As CFOC has reported multiple times, ransomware is one of the popular threats in the last couple of years. Both users and businesses have been affected by TorLocker, CryptoLocker, TeslaCrypt, or some other member of the vastly growing crypto-malware family. In that relation, security experts’ most efficient tip towards damage control and prevention is backing up so that crucial data stays protected against file encryption.
TeslaCrypt victims, passionate gamers, in particular, can now take a breath. The good news is that researchers from Cisco Systems have been developing a recovery tool to help the victims of TeslaCrypt ransomware. TeslaCrypt is yet another variant of the infamous CryptoLocker that has already affected plentiful users since the beginning of the year. As already mentioned, gamers were found to be TeslaCrypt’s primary target.
The research team at Cisco has performed a detailed analysis of TeslaCrypt. As a result, the team found out that the ransomware creators have used a symmetric encryption algorithm. This is an important discovery that contradicts the attackers’ initial claims on using asymmetric encryption based on the RSA public-key cryptosystem.
In other words, Cisco’s revelation actually proves that cyber crooks have used the same key for both encryption and decryption. The algorithm is called AES – Advanced Encryption Standard – and is based on the Rijndael cipher. The latter is developed by two Belgian cryptographers back in 2001.

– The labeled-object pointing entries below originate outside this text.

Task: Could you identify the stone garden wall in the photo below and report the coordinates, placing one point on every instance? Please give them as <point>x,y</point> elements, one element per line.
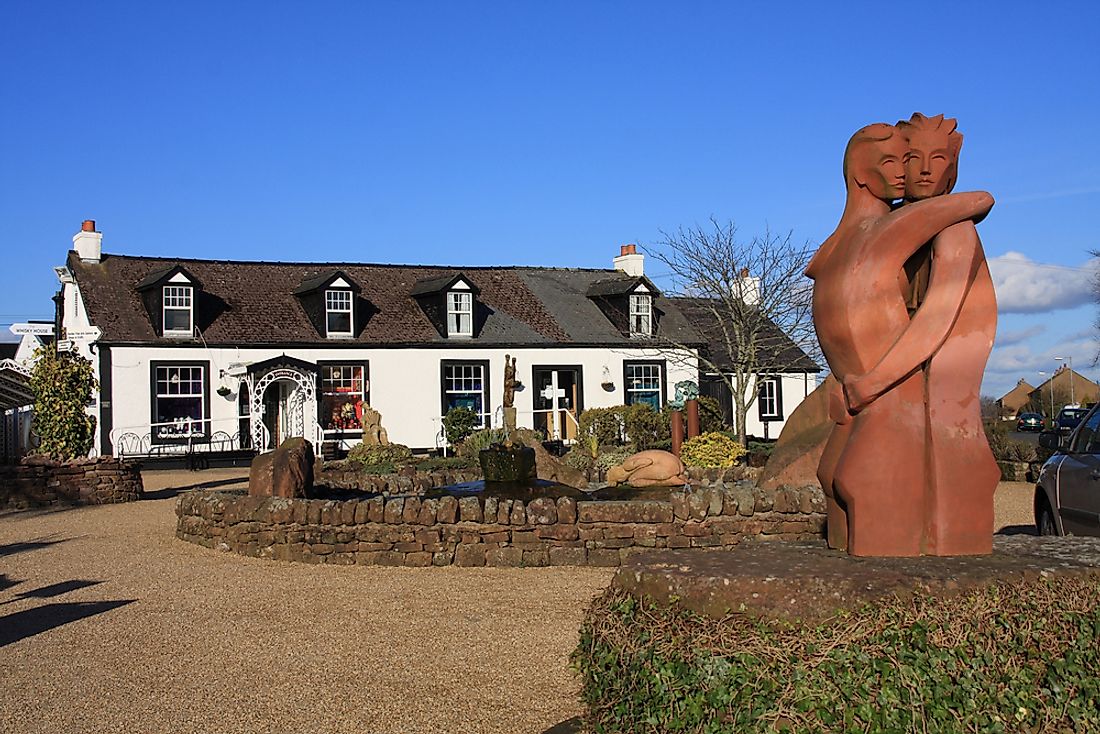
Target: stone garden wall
<point>40,482</point>
<point>474,530</point>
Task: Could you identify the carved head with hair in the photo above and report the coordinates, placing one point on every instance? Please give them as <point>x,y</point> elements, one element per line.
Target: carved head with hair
<point>873,161</point>
<point>933,157</point>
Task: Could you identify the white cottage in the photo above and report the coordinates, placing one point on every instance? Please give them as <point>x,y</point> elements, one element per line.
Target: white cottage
<point>230,355</point>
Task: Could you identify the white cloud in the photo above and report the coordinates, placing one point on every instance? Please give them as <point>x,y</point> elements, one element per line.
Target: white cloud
<point>1013,361</point>
<point>1022,335</point>
<point>1025,286</point>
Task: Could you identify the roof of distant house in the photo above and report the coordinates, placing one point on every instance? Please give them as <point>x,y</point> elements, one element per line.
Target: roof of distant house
<point>255,303</point>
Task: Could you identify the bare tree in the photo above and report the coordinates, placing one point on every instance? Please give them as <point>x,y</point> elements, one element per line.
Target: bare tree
<point>750,299</point>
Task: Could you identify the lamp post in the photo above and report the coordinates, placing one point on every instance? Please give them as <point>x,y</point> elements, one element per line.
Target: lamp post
<point>1069,363</point>
<point>1042,373</point>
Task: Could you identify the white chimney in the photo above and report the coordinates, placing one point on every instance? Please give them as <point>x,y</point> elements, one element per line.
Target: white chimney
<point>88,243</point>
<point>748,288</point>
<point>629,261</point>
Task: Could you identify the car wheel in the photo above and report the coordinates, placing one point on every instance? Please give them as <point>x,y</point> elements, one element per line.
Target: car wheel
<point>1044,519</point>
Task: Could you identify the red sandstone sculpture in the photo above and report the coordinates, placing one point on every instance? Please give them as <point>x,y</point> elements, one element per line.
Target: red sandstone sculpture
<point>652,468</point>
<point>906,469</point>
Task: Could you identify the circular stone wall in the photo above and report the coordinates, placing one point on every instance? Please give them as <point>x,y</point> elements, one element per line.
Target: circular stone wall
<point>488,530</point>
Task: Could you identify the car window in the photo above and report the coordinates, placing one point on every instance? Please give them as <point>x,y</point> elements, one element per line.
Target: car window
<point>1088,436</point>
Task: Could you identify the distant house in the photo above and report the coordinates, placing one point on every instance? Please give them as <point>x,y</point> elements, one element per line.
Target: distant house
<point>242,354</point>
<point>15,401</point>
<point>1010,404</point>
<point>1065,386</point>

Cisco researchers have also disclosed that some versions of TeslaCrypt store the encryption key in a file called ‘key.dat’ while other variants delete it after encryption is finished and store it in RECOVERY_KEY.TXT file. The tool developed by Cisco can decrypt encrypted files if the master encryption key is still found in the ‘key.dat’ file.
Affected users should save a copy of the file as soon as possible so that they can use it later with the help of Cisco tool.
The team is still working on attempts to reverse the attackers’ algorithm. If they succeed, the tool will be able to decrypt files from TeslaCrypt’s versions that delete the master key from key.dat.